High-throughput experimentation (HTE) has gone from a scientific curiosity to a widely used tool in modern chemistry workflows. We caught up with Professor Matthew Gaunt from the University of Cambridge to hear his thoughts on the impact that HTE has had on medicinal chemistry and the role of automation and computational models in discovering new chemical space.
‘High-throughput experimentation enables you to conduct far more reactions than you would be able to do manually,’ explains Professor Gaunt. ‘You can ask significantly more questions and generate much more data from a single HTE experiment. You can interrogate individual reactions in a much more holistic sense across the whole remit of the reaction development process.’
The applications are diverse, ranging from reaction discovery and optimisation to creating compound libraries and conducting direct-to-biology assays. This versatility has made HTE an essential part of the Gaunt lab’s research at the University of Cambridge, UK, with these efficient parallel methods taking their place alongside traditional one-at-time approaches.

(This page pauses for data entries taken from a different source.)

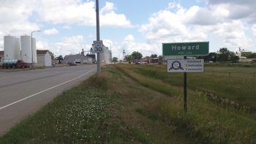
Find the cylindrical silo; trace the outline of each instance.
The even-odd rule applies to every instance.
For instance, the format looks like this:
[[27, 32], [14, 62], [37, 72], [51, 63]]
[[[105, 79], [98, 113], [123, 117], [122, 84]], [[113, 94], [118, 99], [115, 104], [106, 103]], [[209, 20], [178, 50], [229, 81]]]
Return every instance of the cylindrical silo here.
[[37, 63], [36, 39], [32, 38], [33, 62]]
[[31, 37], [20, 36], [21, 59], [26, 63], [31, 63]]
[[4, 59], [15, 59], [15, 37], [4, 37]]
[[15, 37], [15, 59], [20, 60], [20, 39]]

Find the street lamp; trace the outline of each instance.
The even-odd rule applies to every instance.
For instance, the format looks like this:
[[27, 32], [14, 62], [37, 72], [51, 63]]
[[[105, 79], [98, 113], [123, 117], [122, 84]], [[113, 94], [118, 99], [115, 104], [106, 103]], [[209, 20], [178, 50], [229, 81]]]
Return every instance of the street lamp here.
[[[39, 32], [39, 31], [33, 31], [31, 32], [31, 69], [33, 69], [33, 68], [34, 68], [34, 61], [33, 61], [33, 33], [34, 33], [34, 32]], [[36, 51], [36, 54], [37, 54], [37, 51]]]
[[110, 61], [112, 61], [112, 51], [111, 51], [112, 43], [109, 42], [106, 42], [110, 45]]

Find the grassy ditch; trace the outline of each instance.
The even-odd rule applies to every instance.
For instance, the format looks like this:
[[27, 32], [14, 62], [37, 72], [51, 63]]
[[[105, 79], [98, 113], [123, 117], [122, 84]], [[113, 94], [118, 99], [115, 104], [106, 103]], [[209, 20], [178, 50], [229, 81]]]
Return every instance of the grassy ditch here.
[[[0, 143], [256, 143], [256, 120], [188, 91], [161, 65], [105, 67], [0, 138]], [[164, 71], [164, 70], [163, 70]], [[144, 72], [151, 72], [145, 75]], [[168, 79], [168, 80], [167, 80]]]
[[[202, 92], [189, 91], [189, 112], [184, 114], [182, 87], [172, 86], [170, 88], [170, 82], [165, 81], [167, 78], [158, 75], [161, 71], [158, 67], [159, 66], [116, 66], [138, 83], [165, 94], [171, 94], [170, 103], [159, 105], [158, 118], [169, 126], [176, 127], [176, 132], [185, 134], [187, 137], [201, 143], [256, 143], [256, 121], [253, 116], [244, 110], [237, 112], [233, 109], [224, 108], [212, 102]], [[138, 72], [138, 69], [147, 72], [149, 69], [151, 75], [154, 73], [156, 75], [151, 77]], [[159, 86], [162, 87], [161, 89], [159, 88]]]
[[[172, 86], [183, 86], [183, 75], [167, 73], [166, 65], [127, 67], [140, 75], [154, 78]], [[222, 99], [222, 104], [236, 104], [256, 113], [256, 69], [228, 67], [206, 67], [203, 73], [188, 73], [188, 88], [201, 91]], [[224, 105], [225, 106], [225, 105]], [[235, 107], [235, 105], [233, 105]], [[238, 108], [238, 110], [240, 109]]]

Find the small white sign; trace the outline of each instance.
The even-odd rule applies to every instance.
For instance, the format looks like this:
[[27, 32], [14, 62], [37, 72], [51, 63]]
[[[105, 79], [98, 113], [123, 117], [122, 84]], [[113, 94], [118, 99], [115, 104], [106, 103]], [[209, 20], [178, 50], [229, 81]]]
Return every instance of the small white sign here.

‘It has enabled us to make huge leaps forward in terms of discovery and optimisation,’ Gaunt explains. ‘For example, by running a single high-throughput experiment, we can better assess the reaction scope for an experiment. It’s incredibly useful as it informs us on what works well and what doesn’t, and it allows us to feed that information back into our optimisation process.’
Strategic use of automation
‘The way we use automation is an isolated robot to automate a particular task but it’s not automating the workflow, simply automating the dosing of the reagent or sampling for analysis for example,’ Gaunt explains. ‘I think I would probably refer to this as semi-automated.’
The process of setting up a reaction requires a non-trivial amount of work that comes with practical challenges. Weighing out materials can be performed by solid handling robots, but they often aren’t as reliable as liquid handling platforms. However, this requires materials to be in liquid form, which may require changing solvents. The result is that there is still a need for manual effort in the lab.
The Gaunt lab therefore focuses automation efforts where they deliver the most value, by streamlining tasks that are identical across multiple reactions. ‘We find it useful to perform tasks that are the same across a large number of reactions. For example, if we have a reagent which is common to every single well in a plate, then we can dose that in a single go.’
It really does allow us to do chemistry that you wouldn’t have been able to do with a classical approach.
Professor Matthew Gaunt, University of Cambridge, UK
Precise control at the nanoliter scale
One of the enablers of HTE in Gaunt’s lab is SPT Labtech’s mosquito® liquid handler. ‘We use mosquito for dosing different reagents into microtiter reaction,’ notes Gaunt. ‘It’s particularly valuable for 384 and 1536-well plates where precise handling of small volumes is crucial.’
Mosquito’s ability to handle nanoliter volumes with accuracy is thanks to its use of true positive displacement technology. Rather than relying on an air cushion, each of mosquito’s micropipettes is loaded with an individual piston, that eliminates any errors from changes in air pressure.
The platform’s versatility extends beyond reaction setup. ‘We also use mosquito for analysis, which is essentially the most important part of this whole workflow.’ Gaunt continues. ‘We use mosquito to dilute samples from our reaction plates into an analysis plate.’
There are of course practical aspects of implementation. ‘You need to spend some time programming your source plates depending on the operation of your instrument. With mosquito, you dispense in rows of 16, which means that you need to plan beforehand how you’re going to set up your reactions. But that’s easy to do using various programs and some common sense.’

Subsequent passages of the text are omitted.